- Born: 1959 (age 66–67) Nasiriyah, Iraqi Republic
- Allegiance: Badr Brigades (1980s–2003) Special Groups
- Service years: 2003-present
- Unit: Sheibani Network
- Commands: Kata'ib Sayyid al-Shuhada
- Conflicts: Iraq War

= Abu Mustafa al-Sheibani =

Smuggler, insurgent

Hamid Thajil Warij al-Attabi (born 1959), better known by his nom de guerre Abu Mustafa al-Sheibani or Hamid al-Sheibani, is an Iraqi militant leader who commands the insurgent group and smuggling network known as the Sheibani Network, which became one of the Iraqi Special Groups. An arrest warrant was issued for him by the Central Criminal Court of Iraq on 12 April 2005 with a reward of $200,000 for information leading to his capture. In 2006 he was added to the Iraqi government's 41 Most-Wanted list. He holds both Iraqi and Iranian nationalities because he lived in exile in Iran during Saddam Hussein's rule, and later returned there to live in Tehran after 2006. In September 2010, after Iraqi Prime Minister Nouri al-Maliki formed a coalition government with Shi'a rebel leader Muqtada al-Sadr, Sheibani was allowed to return to Iraq along with Abu Deraa.

Sheibani was a former member of the Supreme Council for Islamic Revolution in Iraq's Badr Brigades, after the 2003 US-led invasion of Iraq he created an arms smuggling network linked to Iran's Quds Force.
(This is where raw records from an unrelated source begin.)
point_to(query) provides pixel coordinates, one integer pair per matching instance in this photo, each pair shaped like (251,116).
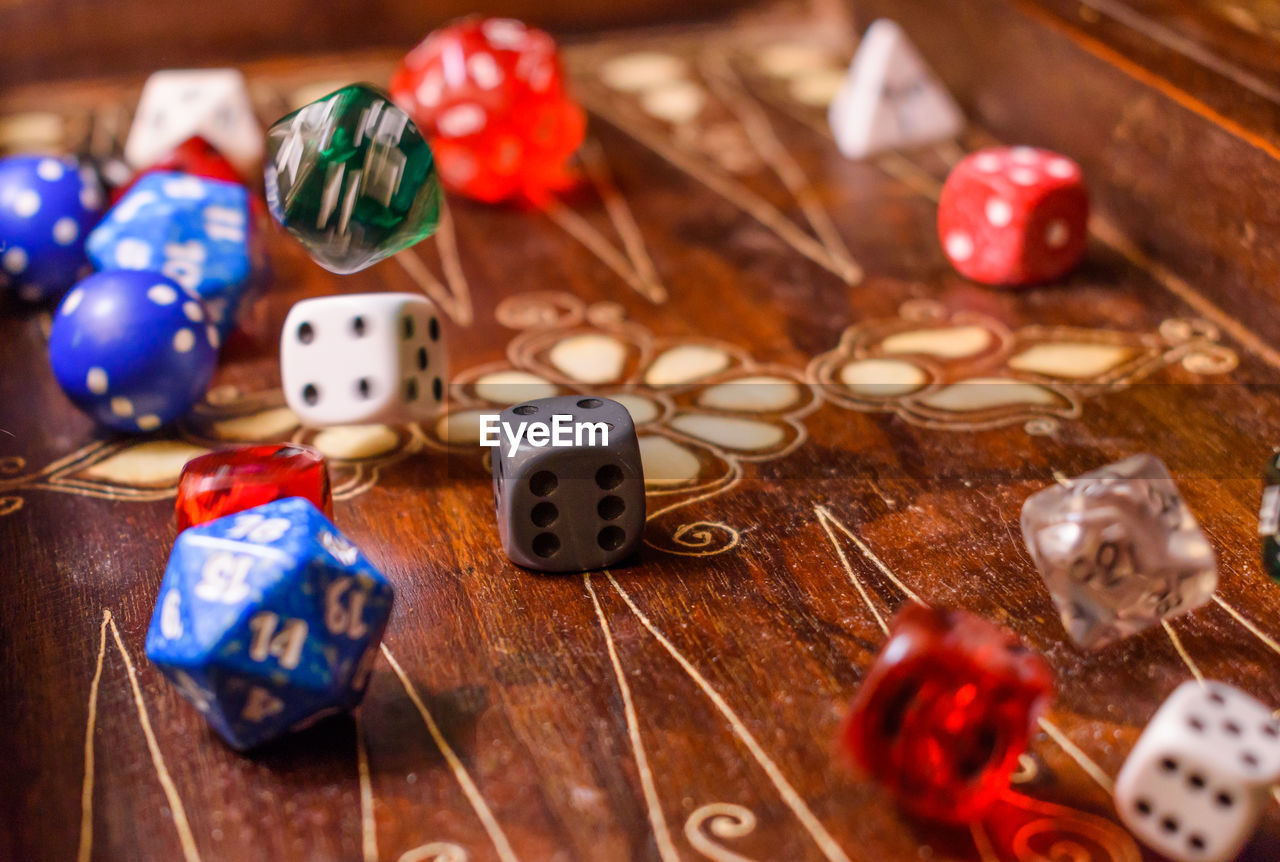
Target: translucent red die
(1014,215)
(945,711)
(489,94)
(195,156)
(243,477)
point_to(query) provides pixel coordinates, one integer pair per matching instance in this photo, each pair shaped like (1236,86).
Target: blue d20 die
(268,619)
(193,229)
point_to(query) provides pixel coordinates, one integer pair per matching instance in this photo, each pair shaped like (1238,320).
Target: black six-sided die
(570,507)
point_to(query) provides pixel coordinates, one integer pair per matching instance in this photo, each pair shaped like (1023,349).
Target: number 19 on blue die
(268,620)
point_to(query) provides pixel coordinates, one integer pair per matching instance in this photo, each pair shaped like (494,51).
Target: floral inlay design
(702,407)
(969,372)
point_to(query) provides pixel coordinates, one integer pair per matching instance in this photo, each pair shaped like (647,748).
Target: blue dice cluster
(190,228)
(48,206)
(135,345)
(268,620)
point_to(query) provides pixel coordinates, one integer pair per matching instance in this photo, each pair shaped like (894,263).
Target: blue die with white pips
(132,349)
(48,206)
(268,620)
(193,229)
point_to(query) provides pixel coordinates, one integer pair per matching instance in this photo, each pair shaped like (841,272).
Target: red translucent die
(1014,215)
(489,94)
(945,711)
(234,479)
(195,156)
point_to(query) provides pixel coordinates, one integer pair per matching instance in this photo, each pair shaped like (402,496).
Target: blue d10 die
(46,208)
(193,229)
(268,620)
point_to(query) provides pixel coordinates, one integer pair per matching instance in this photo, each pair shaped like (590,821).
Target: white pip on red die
(179,104)
(364,357)
(1194,785)
(1014,215)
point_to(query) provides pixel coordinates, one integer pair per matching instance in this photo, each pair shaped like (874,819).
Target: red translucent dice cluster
(489,94)
(234,479)
(195,156)
(945,711)
(1014,215)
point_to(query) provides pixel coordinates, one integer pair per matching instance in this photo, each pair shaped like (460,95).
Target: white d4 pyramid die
(890,99)
(364,357)
(1194,785)
(178,104)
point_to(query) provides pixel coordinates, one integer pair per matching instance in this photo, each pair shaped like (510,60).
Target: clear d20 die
(351,178)
(268,620)
(1119,550)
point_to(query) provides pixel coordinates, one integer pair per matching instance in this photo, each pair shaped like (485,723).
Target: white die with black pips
(364,357)
(1194,785)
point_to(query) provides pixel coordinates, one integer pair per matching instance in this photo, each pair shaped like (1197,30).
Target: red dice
(489,92)
(195,156)
(234,479)
(945,711)
(1014,215)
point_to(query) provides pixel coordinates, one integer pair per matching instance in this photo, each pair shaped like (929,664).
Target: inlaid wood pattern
(832,423)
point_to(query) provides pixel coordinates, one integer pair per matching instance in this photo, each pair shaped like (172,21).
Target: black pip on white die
(566,498)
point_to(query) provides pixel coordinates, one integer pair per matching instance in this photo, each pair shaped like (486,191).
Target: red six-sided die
(234,479)
(1014,215)
(945,711)
(489,92)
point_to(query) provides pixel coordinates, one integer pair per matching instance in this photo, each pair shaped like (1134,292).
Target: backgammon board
(832,423)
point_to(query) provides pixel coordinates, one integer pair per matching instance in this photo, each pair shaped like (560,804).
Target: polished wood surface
(685,706)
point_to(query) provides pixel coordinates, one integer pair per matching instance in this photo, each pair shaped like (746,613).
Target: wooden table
(685,706)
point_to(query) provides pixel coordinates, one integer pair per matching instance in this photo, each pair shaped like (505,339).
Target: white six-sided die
(890,99)
(364,357)
(1194,785)
(178,104)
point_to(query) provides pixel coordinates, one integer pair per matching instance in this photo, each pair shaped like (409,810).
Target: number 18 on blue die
(268,620)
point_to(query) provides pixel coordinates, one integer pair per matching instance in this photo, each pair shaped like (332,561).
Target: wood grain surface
(682,707)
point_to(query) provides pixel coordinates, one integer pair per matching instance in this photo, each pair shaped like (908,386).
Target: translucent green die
(351,178)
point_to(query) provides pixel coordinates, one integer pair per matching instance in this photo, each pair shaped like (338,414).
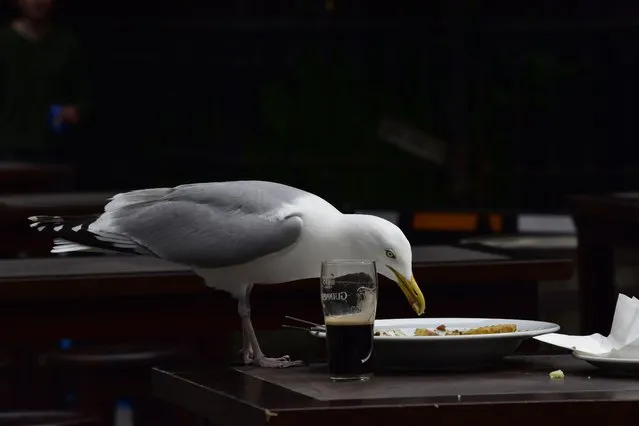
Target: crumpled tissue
(622,342)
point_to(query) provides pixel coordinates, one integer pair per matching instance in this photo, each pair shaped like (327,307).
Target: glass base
(356,378)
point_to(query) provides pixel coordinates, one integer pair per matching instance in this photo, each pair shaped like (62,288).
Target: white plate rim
(604,359)
(545,328)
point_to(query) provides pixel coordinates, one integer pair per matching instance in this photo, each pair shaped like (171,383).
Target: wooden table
(604,222)
(138,297)
(20,177)
(518,392)
(110,299)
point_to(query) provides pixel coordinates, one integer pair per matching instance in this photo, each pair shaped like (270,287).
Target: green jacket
(33,76)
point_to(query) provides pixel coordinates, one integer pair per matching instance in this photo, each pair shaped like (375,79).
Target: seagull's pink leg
(251,351)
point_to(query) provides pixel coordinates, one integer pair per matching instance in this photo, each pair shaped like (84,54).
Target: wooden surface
(519,392)
(88,276)
(20,177)
(604,222)
(116,297)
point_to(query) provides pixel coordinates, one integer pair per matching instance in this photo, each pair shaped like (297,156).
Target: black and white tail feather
(72,234)
(80,233)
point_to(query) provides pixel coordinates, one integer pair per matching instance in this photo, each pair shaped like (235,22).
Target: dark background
(536,99)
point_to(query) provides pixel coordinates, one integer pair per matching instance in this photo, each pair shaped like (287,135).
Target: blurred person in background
(44,88)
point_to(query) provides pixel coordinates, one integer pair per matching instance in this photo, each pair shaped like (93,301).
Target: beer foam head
(359,318)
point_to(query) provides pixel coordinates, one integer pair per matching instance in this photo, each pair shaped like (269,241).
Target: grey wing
(200,234)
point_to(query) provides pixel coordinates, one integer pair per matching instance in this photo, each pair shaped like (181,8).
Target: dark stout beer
(349,340)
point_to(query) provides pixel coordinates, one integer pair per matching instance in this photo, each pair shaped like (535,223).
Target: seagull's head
(378,239)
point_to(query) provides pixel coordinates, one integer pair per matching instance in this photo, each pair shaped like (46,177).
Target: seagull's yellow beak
(411,291)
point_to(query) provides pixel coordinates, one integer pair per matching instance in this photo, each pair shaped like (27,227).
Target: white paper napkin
(622,342)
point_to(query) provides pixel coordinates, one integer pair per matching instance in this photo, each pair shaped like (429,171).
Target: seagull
(237,233)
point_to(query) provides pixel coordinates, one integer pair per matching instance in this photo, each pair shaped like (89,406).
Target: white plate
(623,366)
(455,352)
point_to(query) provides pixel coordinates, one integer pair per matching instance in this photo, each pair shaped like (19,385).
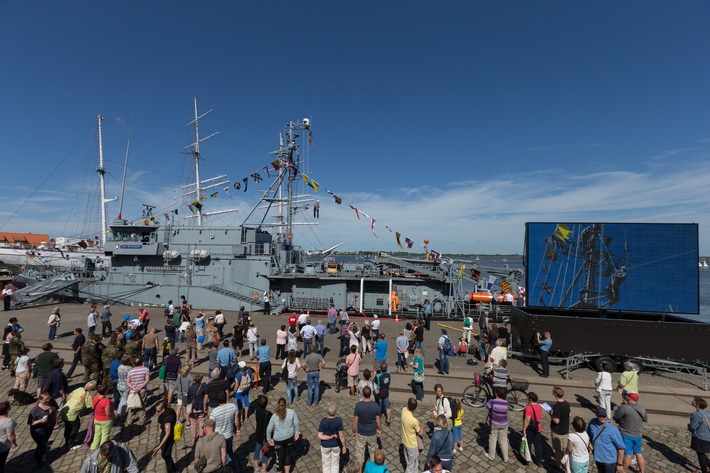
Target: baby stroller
(341,375)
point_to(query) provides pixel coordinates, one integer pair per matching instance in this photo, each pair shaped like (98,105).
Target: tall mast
(195,151)
(196,156)
(102,184)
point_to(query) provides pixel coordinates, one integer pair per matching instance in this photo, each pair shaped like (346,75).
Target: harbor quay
(667,397)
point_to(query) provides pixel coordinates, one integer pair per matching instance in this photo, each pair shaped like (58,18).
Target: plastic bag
(177,431)
(525,450)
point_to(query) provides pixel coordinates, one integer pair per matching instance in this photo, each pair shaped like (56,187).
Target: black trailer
(646,340)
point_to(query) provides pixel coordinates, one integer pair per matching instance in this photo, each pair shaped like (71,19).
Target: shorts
(170,386)
(633,445)
(242,399)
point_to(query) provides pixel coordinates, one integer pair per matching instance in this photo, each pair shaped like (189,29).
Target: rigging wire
(36,190)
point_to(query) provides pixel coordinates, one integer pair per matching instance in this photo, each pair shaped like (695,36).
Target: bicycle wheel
(475,396)
(517,399)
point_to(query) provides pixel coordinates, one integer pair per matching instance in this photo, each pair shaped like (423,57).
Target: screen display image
(645,267)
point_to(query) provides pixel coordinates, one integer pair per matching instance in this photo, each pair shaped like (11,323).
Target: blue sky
(451,121)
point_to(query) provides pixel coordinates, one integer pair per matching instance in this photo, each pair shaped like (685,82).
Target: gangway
(44,289)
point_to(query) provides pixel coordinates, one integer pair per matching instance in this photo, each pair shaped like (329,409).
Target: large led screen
(645,267)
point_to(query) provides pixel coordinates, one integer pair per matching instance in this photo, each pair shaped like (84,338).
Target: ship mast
(198,187)
(102,184)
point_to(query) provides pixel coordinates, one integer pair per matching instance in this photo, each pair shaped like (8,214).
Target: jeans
(419,345)
(401,361)
(265,375)
(418,390)
(361,442)
(292,385)
(411,456)
(123,402)
(230,454)
(443,362)
(544,361)
(281,351)
(313,381)
(606,467)
(330,459)
(102,432)
(150,356)
(535,440)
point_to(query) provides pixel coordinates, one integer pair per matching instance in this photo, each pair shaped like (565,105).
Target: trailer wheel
(604,359)
(635,365)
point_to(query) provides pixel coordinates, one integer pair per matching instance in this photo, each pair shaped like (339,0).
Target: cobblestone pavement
(666,441)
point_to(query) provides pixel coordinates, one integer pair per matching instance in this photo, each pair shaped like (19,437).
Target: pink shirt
(281,337)
(353,363)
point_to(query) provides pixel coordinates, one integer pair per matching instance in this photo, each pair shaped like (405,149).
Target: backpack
(246,382)
(452,406)
(447,344)
(232,374)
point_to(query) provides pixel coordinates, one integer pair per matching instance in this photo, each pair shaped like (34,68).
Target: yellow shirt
(410,427)
(458,420)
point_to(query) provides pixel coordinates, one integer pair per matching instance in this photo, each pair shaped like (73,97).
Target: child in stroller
(341,375)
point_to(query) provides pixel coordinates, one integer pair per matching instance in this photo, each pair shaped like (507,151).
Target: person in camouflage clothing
(107,357)
(133,347)
(91,359)
(17,348)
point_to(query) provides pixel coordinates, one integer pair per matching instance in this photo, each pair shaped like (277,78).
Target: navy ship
(154,261)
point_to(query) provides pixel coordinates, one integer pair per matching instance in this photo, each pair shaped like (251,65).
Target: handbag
(525,450)
(566,461)
(201,464)
(177,431)
(134,401)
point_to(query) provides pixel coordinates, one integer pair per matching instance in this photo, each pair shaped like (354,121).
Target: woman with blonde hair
(191,345)
(293,365)
(53,322)
(197,406)
(103,416)
(282,431)
(365,338)
(182,387)
(79,399)
(330,431)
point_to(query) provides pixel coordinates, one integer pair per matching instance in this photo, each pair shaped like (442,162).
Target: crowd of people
(210,411)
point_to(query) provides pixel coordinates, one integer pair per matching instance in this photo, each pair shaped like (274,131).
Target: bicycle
(481,391)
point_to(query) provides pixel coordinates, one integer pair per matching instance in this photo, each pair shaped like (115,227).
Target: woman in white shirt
(22,372)
(578,446)
(603,386)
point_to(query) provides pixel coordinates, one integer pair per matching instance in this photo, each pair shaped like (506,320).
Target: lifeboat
(484,297)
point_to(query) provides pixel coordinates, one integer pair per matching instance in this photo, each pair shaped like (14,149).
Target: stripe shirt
(223,416)
(137,376)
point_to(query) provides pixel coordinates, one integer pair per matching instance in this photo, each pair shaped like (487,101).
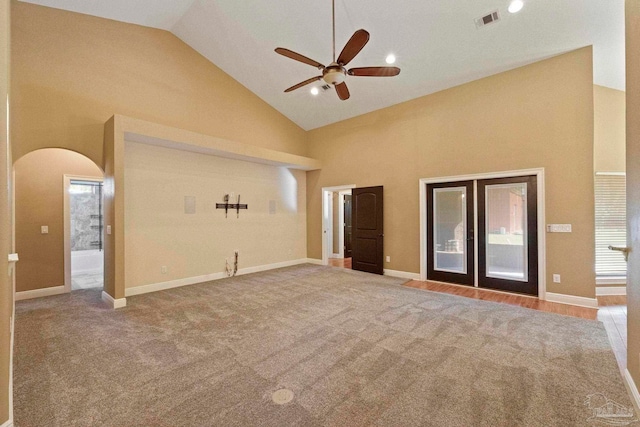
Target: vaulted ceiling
(436,42)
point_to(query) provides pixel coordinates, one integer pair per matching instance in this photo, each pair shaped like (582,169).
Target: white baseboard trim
(37,293)
(154,287)
(571,300)
(402,274)
(610,290)
(114,303)
(631,386)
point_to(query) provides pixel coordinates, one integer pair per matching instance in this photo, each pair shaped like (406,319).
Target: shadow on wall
(39,214)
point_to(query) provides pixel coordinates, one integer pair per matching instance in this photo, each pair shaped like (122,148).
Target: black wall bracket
(226,206)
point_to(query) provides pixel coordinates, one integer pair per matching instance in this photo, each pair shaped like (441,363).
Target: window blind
(611,224)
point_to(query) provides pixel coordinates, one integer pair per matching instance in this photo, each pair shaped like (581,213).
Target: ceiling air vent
(487,19)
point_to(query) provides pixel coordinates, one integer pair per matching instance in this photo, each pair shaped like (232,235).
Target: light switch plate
(559,228)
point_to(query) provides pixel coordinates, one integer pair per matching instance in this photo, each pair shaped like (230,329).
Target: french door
(505,241)
(450,222)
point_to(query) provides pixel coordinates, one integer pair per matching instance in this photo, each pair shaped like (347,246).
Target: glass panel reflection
(506,228)
(450,229)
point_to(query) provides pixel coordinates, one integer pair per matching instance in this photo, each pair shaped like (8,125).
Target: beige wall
(159,233)
(633,185)
(336,223)
(608,129)
(536,116)
(39,201)
(73,72)
(6,285)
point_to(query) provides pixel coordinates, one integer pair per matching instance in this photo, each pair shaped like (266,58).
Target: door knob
(624,250)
The Sheibani network was used to supply Qais Khazali's Khazali Network (also known as Asa'ib Ahl al-Haq) and other Special Groups, The group is also responsible for numerous attacks against Coalition, in particular British forces in Basra. The Sheibani network is alleged to be responsible for a bombing in July 2005 which killed three British soldiers as well as other attacks. After his return to Iraq in 2010, he joined forces with the Khazali network.

His younger brother Abu Yaser al-Sheibani, who was his second-in-command, was captured by US forces on April 20, 2007.